FEELING REMARKABLY BETTER! YAY! FINALLY! THANK YOU ALL FOR YOUR WELL-WISHES AND SUGGESTED REMEDIES.
Month: July 2004
Still Swooning
Gary is the best nurse I could possibly wish for. He lugged the TV into the bedroom so I could watch DVDs (I watched FIVE movies Friday while he was at work — what else could I do?), picked up scrips and vitamins, cleaned stuff, came with me to the doctor’s yesterday, made Mexican chicken soup according to my exacting (and delicious) instructions, and sponged me off with a cool washcloth when I was just too uncomfortable. I guess nursing comes under the rubric of “to husband”, if you think about it.
So much gratitude…
Sick now for over a week. Coughing. Fever. Headache.
For many days, a rollercoaster fever that would go up to 102.5 then roll down a bit. It’s been more or less normal for a couple of days although at the moment it’s 99 point something.
It seems not to be a bacterial infection, my CBC count is normal, other symptoms and lacks of symptoms and doctor checks tell me it’s not pneumonia.
But still, two days ago, my doctor gave me an antibiotic. After I took it two things happened: 1) My fever went down (but I suspect that is a coincidence), and 2) I started having intense hallucinations and dreams while sleeping or falling to sleep.

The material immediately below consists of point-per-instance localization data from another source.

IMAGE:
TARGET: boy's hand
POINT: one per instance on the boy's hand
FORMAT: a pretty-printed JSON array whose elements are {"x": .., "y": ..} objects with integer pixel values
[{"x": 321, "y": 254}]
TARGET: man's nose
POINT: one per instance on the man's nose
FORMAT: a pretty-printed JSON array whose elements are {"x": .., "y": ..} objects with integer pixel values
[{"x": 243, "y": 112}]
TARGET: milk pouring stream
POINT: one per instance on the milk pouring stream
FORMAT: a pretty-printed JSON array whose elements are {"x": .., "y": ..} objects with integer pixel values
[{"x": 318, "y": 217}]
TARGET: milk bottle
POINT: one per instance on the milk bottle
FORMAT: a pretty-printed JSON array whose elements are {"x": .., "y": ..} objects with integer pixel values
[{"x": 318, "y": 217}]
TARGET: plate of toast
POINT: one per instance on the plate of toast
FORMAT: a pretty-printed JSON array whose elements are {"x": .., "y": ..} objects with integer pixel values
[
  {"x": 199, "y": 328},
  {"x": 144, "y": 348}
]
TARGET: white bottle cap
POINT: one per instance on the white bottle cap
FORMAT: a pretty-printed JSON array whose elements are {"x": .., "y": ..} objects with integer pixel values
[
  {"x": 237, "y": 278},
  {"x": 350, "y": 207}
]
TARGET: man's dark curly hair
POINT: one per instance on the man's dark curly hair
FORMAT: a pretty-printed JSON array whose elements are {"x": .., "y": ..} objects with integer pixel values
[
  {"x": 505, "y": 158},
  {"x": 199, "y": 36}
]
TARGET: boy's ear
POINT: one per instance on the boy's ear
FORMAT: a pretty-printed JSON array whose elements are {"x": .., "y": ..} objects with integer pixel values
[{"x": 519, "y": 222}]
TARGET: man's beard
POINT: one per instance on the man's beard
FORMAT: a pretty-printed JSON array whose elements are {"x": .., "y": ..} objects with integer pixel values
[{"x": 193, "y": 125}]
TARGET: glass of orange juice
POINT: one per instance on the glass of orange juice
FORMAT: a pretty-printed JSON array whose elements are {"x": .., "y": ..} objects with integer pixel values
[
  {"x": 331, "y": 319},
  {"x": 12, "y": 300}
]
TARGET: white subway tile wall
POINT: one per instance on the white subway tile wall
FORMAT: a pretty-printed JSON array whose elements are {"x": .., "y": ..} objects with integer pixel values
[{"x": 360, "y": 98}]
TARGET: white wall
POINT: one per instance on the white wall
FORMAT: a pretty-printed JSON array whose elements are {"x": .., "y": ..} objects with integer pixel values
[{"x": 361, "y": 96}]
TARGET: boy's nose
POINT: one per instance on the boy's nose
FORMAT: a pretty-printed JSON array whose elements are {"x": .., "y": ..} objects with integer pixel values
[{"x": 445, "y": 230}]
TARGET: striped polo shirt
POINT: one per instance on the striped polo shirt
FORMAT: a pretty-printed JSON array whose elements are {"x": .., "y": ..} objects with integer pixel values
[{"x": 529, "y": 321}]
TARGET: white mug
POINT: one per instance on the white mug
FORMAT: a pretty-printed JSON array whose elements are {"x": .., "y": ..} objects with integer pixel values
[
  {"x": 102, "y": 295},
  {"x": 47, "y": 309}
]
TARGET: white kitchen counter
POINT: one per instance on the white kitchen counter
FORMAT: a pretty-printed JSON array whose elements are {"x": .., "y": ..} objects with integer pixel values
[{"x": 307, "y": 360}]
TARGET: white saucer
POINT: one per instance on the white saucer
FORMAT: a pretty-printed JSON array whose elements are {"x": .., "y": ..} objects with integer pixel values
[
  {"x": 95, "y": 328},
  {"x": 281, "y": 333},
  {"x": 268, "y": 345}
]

Just the worse kinds of frenetic cartoons: four rotating columns composed of coyote heads braiding upwards in groups of three. a giant egghead (resembling an Indonesian mask) with huge bugeyes and mustachios, fire coming out of his ears, something my mind decided was “landfill” pouring out of his mouth. and these images endless. I tried to write some down but couldn’t keep it up as it’s tiring and I’m still weak, having tossed and turned and fretted and sweated so much…
Of course I went online and looked at side effects for “Avelox” and found that yes indeed, such hallucinations are listed as a rare side effect. I’m going to stop taking the antibiotic as there are really no signs that this is a bacterial infection — one doctor assures me it isn’t even bronchitis. But in the meantime, my head is pounding and I’m still hypnogogically & hypnopompically delusional. And I can’t take an Advil because guess what? The doctor didn’t mention it to me, but to do so while on this antibiotic increases the risk of seizures!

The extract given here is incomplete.